Ziel ist es, nach dem charakteristischen und wirtschaftlich erfolgreichen Verknüpfungsmuster zu suchen, das unter einem bestimmten Namen gesichert ist. Was konkret ist in der Vergangenheit geleistet worden, um zu erreichen, dass heute sehr viele Menschen bei Nennung des Begriffes NIVEA an Hautpflege denken? Eine Analyse erstreckt sich über die gesamte Geschichte der Marke bis ins aktuelle Tagesgeschäft und umfasst alle für die Kundschaft relevanten Teilsysteme innerhalb der Marke: Von der Forschung und Entwicklung, über den Vertrieb, das Marketing und die Organisation bis zur Kundschaft. In jedem Teilbereich der Wertschöpfungskette können Merkmale auftreten, die das Erfolgsprofil des Unternehmens bilden. Dabei ist vollkommen unerheblich, ob es sich um einen kleinen Mittelständler oder einen weltberühmten Globalkonzern handelt: Es geht um Erfolgsstrukturen, die sich innerhalb jeder wirtschaftlichen Unternehmung finden lassen. Übrigens auch innerhalb jeder jungen Unternehmung, die erst seit kurzem im Markt agiert.
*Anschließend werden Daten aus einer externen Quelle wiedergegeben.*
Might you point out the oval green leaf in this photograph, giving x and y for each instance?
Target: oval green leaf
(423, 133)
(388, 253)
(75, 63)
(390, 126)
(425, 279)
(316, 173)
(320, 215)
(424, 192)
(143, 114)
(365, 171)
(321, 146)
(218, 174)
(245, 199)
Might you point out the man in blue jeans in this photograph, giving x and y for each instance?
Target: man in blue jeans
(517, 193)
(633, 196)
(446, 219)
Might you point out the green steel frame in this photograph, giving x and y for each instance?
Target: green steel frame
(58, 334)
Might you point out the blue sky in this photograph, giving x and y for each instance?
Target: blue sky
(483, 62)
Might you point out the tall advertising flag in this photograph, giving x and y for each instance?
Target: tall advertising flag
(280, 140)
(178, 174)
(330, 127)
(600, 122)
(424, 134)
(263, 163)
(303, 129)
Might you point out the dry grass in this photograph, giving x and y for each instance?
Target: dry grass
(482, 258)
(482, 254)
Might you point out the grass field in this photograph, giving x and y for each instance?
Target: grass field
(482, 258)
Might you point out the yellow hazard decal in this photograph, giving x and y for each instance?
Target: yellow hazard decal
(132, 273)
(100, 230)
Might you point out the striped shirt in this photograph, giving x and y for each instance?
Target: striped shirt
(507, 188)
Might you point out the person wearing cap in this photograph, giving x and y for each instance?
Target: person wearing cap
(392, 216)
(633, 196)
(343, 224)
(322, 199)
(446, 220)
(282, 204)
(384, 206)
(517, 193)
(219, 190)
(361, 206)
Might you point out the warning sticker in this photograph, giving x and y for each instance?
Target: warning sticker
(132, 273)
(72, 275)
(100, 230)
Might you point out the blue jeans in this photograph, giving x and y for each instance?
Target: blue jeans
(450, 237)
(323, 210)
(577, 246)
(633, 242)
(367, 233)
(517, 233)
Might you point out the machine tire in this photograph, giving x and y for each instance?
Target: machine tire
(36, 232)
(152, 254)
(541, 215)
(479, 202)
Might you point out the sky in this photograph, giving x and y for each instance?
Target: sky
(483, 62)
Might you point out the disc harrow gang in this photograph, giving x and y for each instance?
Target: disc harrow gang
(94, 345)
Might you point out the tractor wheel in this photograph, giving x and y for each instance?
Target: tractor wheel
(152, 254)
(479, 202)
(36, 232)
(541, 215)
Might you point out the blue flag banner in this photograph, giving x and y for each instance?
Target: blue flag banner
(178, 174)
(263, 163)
Im Gegensatz zu verbreiteten abstrakten wie im Ergebnis interpretationsoffenen „Analysetools“ wird ausschließlich nach konkret wahrnehmbaren und beschreibbaren Elementen geforscht. Der Nachteil imagebasierter Markendefinitionen ist, dass sie etwas beschreiben, was außerhalb des Unternehmens liegt und damit dem Zugriff des Managements entzogen ist. Sie beschreiben nicht Ursachen, sondern Wirkungen einer Markenleistung. Die Analyse der firmeninternen Ursachen erfasst jene Erfolgsbausteine, die das „Positive Vorurteil“ der Kundschaft gegenüber einer Marke bewirkt haben. Ist diese Arbeit geleistet, verfügt das Unternehmen über den „inhaltlichen Filter“, der alle zukünftigen strategischen und tagesgeschäftlichen Entscheidungen auf ein überprüfbares Fundament stellt. Jede Frage muss sich vor dem Hintergrund der definierten Leistungsmerkmale dahingehend beantworten lassen: Passt diese Entscheidung zu uns bzw. stärken wir damit das „Positive Vorurteil“ oder entlädt diese Entscheidung die verankerten Vorstellungen (und führt damit automatisch zur Markenschwächung)?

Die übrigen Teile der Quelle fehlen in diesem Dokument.